Of course I can write many queries to get the result. But is there a way to somehow mix aggregate functions with between clause?

  • 2
    SELECT .. SUM(CASE WHEN FollowersCount BETWEEN lower AND upper THEN 1 ELSE 0 END) .. GROUP BY NULL. – Akina Nov 24 '18 at 16:46
  • I didn't understand this @Akina. Could you please explain? – Saeed Neamati Nov 24 '18 at 17:06
  • SUM(CASE( works with a finite number of ranges, but it turns into spaghetti after 3 or 4 IMHO. – Aaron Bertrand Nov 24 '18 at 18:28
3

This will return a row for every range from 0-49999 up to whatever range the highest followers count falls in.

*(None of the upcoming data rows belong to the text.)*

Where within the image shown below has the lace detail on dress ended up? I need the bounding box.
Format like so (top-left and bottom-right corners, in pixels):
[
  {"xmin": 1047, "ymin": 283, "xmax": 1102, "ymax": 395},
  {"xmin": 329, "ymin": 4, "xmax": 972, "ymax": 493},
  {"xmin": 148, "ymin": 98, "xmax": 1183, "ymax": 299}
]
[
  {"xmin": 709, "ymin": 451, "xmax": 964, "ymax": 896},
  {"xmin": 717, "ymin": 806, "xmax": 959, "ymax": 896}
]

DECLARE @RangeSize int = 50000;
DECLARE @NumberOfRanges int = (SELECT MAX(FollowersCount) FROM #table) / @RangeSize;

;WITH n(n) AS
(
  SELECT 1 UNION ALL SELECT n+1 FROM n WHERE n <= @NumberOfRanges
), ranges(s,e) AS
(
  SELECT @RangeSize * (n-1), @RangeSize * n FROM n
)
SELECT r.s, r.e-1, COUNT(t.Id)
FROM ranges AS r
LEFT OUTER JOIN #table AS t
ON t.FollowersCount >= r.s
AND t.FollowersCount < r.e
GROUP BY r.s, r.e
ORDER BY r.s;

If you only want the ranges with a non-zero user count, just change the LEFT OUTER to INNER. And I prefer an open-ended range over BETWEEN for two reasons - one, it's ambiguous, since if someone has exactly 100K, do they fall in the 50k - 100k bucket, or the 100k - 150k bucket, and two, while you can force that either way, it doesn't translate well to other data types, where it's even more troublesome.